By our third or fourth visit we became known by a Swahili name which translated roughly to “the girls with hair of gold”. We knew all the Mozambican staff who worked in the hotel, sailed the catamarans and managed the fishing boats. We thought we knew everything about the island, until one day we didn’t.
Over our usual breakfast of tropical fruits, we plotted that day’s adventure. We would walk to the old ruins that sat to one side of the island. It wasn’t a favorite area as the rocks there were jagged and no real beach existed, just a strip of sand strewn with shards of razor-sharp coral. This was the one area that had been out of bounds until this year when we were deemed old enough to explore it alone. The sun beat down on our heads but, with our towels tied around our shoulders like queenly capes, we were determined to reach our destination.
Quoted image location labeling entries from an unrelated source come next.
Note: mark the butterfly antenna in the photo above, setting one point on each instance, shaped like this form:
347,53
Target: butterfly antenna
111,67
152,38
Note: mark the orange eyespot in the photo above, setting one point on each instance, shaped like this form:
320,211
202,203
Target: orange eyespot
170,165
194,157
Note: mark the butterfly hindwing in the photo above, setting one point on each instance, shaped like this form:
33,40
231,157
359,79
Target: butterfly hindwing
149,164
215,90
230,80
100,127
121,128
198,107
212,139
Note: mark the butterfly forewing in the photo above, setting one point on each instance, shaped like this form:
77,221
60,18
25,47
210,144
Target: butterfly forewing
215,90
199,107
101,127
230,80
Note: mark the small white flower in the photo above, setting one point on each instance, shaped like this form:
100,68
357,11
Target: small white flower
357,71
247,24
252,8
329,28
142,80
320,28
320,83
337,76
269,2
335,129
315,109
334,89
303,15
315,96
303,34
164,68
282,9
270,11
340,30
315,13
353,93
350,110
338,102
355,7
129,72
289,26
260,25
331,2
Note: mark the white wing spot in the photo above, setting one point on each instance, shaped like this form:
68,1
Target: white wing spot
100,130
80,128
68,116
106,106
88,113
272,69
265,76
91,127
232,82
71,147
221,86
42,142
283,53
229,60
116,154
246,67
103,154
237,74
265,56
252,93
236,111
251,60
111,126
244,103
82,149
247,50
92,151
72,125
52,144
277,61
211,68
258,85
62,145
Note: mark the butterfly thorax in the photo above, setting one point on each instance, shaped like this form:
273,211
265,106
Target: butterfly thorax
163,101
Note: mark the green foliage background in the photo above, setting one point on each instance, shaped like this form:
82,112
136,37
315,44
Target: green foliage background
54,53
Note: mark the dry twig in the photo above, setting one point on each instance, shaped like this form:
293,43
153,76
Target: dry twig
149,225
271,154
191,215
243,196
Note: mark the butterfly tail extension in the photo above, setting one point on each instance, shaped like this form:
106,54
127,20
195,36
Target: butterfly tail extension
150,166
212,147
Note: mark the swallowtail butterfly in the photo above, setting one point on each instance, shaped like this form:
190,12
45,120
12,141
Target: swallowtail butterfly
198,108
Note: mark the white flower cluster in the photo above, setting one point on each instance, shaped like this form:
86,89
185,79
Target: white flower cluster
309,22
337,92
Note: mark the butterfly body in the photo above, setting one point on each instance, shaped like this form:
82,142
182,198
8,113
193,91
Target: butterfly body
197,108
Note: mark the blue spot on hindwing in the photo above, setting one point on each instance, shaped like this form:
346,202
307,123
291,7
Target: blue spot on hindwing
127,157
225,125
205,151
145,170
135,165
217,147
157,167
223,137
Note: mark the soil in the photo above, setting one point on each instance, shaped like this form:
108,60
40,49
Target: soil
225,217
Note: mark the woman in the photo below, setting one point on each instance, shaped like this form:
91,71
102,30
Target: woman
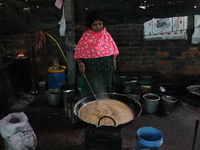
95,55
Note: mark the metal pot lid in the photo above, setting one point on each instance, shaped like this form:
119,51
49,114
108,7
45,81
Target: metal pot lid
194,89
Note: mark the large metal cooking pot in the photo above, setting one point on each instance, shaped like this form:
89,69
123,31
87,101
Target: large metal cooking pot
131,102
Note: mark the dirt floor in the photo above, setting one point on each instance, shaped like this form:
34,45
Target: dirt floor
55,131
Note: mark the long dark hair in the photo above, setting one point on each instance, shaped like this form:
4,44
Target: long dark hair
92,16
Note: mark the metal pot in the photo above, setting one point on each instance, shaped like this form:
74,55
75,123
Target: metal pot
169,89
131,102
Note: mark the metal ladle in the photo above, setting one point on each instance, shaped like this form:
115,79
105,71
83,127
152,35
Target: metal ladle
90,88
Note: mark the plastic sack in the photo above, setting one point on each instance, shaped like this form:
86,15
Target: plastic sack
17,132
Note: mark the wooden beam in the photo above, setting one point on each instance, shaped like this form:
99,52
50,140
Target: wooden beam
70,40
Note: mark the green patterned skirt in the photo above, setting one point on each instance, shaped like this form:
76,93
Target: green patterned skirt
100,74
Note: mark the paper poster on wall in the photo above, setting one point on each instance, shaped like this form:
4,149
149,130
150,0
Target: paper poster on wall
196,34
166,28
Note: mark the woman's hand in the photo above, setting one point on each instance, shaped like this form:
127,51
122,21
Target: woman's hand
82,68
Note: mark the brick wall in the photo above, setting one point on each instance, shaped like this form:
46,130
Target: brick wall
167,58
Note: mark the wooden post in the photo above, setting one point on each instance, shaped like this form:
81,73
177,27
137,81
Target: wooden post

The main building was round and had once had high walls but now only one portion remained at its original height. The rest of the circle was a tumbled down collection of stones like broken bones white from the relentless heat. Alongside was a roofless building that we believed had been a fort of some sort but it too was reduced to a few shoulder-height walls. But for two small girls these sun bleached ruins were a wonderland. We imagined an ancient time when kings and queens had claimed this island as their own, building a toy-like kingdom safely surrounded by the warm waters of the Indian Ocean.
We had been playing for hours when a fellow guest quietly appeared from under the palm trees. He was tall and very thin and engrossed in a small book he held in his hand. Silence descended on our game as abruptly as a radio suddenly switched off. For several minutes he studied the book oblivious to us. I nudged Laura and she politely said ‘good day’ in her speaking-to-adults voice. The book dropped from his hand and landed in the white sand with a soft plop. He smiled and raised his battered hat in greeting. Although he seemed ancient he quickly sat down beside us, dropping a battered leather tog bag on a flat stone.
“Oh so you are also exploring the old colony?” he asked. “Quite dreadful what went on here, isn’t it?”
We nodded in unison although neither of us had any idea what he was talking about.
Shaking the sand from the pages of his book, he carefully turned to a black and white photo. And there it was, the old ruin as it had been, walls intact, roofs made of woven palm fronds.
“It was a leper colony you know. They dumped them all here without a second thought. Totally forgotten by everyone. Ghastly time it was. And the round building, that was a sort of prison for the ones who tried to escape. You can still see some of the iron bolts where they were chained to the wall. Quite terrible really as they all perished in the end, brutal deaths.”
We listened attentively, completely clueless as to what he was talking about, but we were polite girls and he was an adult. Minutes passed with only the sound of the waves scratching at the broken coral before he produced a pineapple and expertly sliced it up for us to share. We sat in companionable silence until Laura announced that we had to get back for lunch. Sticky with juice, we trotted back to our beach cottage already working on the next days’ adventure.